More Guns, More Crime, New Study Shows

There’s a new study coming out that claims to prove that liberalizing gun laws causes crime. It’s coming to us from the Johns Hopkins Center for Gun Policy and Research, which is funded by the Joyce Foundation and Mike Bloomberg. This type of study is called an interrupted time series analysis, which you try to analyze the effect of a certain policy by looking at conditions before and after. This is the same kind of analysis that was done by John Lott to support his thesis in “More Guns, Less Crime.” In this case, the local jurisdiction is Missouri, and the policy in question was the 2007 elimination of the permit to purchase handguns.

I can’t comment on the validity of the study, since it is not out yet, and even when it appears in the Journal of Urban Health, I doubt the public will have ready access to it, since we can’t have laypersons peeking into what the priesthood is doing now, can we? But I certainly hope skeptical people will tear it apart and find flaws. The study flies in the face of the very apparent fact that though gun ownership has been increasing, and the number of guns in private hands has been increasing, crime overall has dropped precipitously. How many jurisdictions did they have to study to find one where they could make the numbers support their fore drawn conclusion?

12 thoughts on “More Guns, More Crime, New Study Shows”

  1. Considering the sponsors that’s not a surprise.
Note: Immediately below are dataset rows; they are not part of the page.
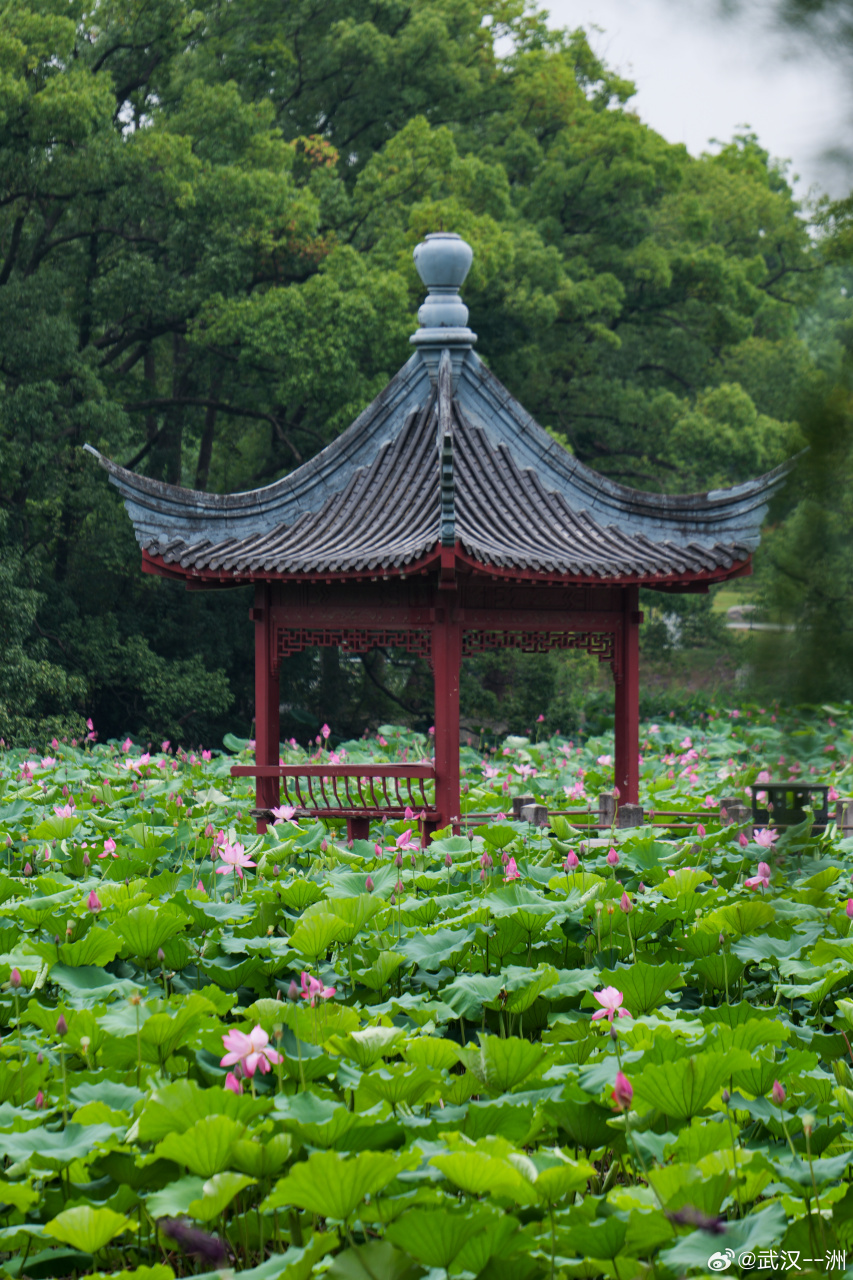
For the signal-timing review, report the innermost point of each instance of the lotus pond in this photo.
(514, 1054)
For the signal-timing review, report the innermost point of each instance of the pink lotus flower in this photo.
(611, 1001)
(762, 878)
(109, 848)
(313, 990)
(283, 813)
(623, 1092)
(251, 1051)
(235, 856)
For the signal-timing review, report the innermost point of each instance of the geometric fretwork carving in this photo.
(290, 640)
(598, 644)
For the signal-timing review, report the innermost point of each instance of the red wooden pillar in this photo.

I wonder how many people will take this serious?

    Merle

    1. Everyone that pushes a GC agenda, MomsDemand, Brady, Everyone who voted for the last round of AWB….
      They will latch on and preach it before the elections.

  2. I don’t see how this law change would have any impact.

    Wouldn’t buyers still need to go through a federal Brady check?

    Even a cursory look shows that there’s little possible causation occurring.

    1. More importantly than their attempt to use total homicides (rather than criminal homicides) is that it took a surprising amount of time before the increase happened.

  3. Just remember to mention it’s funded by the Joyce Foundation & Bloomturd anytime an anti brings it up. Follow up with, “an additional 20 out of 21 non-partisan studies report the opposite, while the 21st drew no conclusions.”

  4. The law that was repealed was one of the last Jim Crow laws in the nation. It required Missourians to get the permission of their Sheriff before purchasing a handgun.

  5. There is a brief piece at Real Clear Policy discussing this research. The author, Robert VerBruggen, concludes: “The state’s murder rate indeed soared the year after a gun law changed, and there’s no other obvious explanation.” Yet looking at the charts he includes, it seems to me that Missouri’s murder and violent crime rates started going above the national rates around 2004, and spiked in 2008 — rather than “soaring” only after 2007.

    He does claim that the additional murders were with firearms, and does show that the rates of other crimes stay flat, but without a more detailed breakdown of how the guns were acquired and the nature of the murder increase (whether there was, say, a growth in gang activity vs. a growth in domestic violence), it’s hard to make much of the data other than it’s a fluke.

  6. A quick look at UCR shows that Missouri’s murder rate is the same now (most recent year being 2012) as it was in 2007. both are 6.5/100K.

    Man, that was easier than pushing the “Staples button”.

  7. specific to missouri, there’s an open question about the role of racial discrimination in allowing permits prior to the 2007 change.

  8. We can see that empirically, background checks do in fact increase murder rates. That’s why we have as part of our Constitution that little phrase, “. . . shall not be infringed”.
    The Founding Fathers of our nation clearly understood the ill effects of infringement of the right to bear arms, and that is why they absolutely prohibited abrogation of the right to bear arms, not by prohibiting abrogation directly, which would have allowed for infringement, but by absolutely prohibiting even as little as mere infringement of the right.
    Government may not so much as touch our right to bear arms, yet it has anyway. That gross injustice needs to be rectified.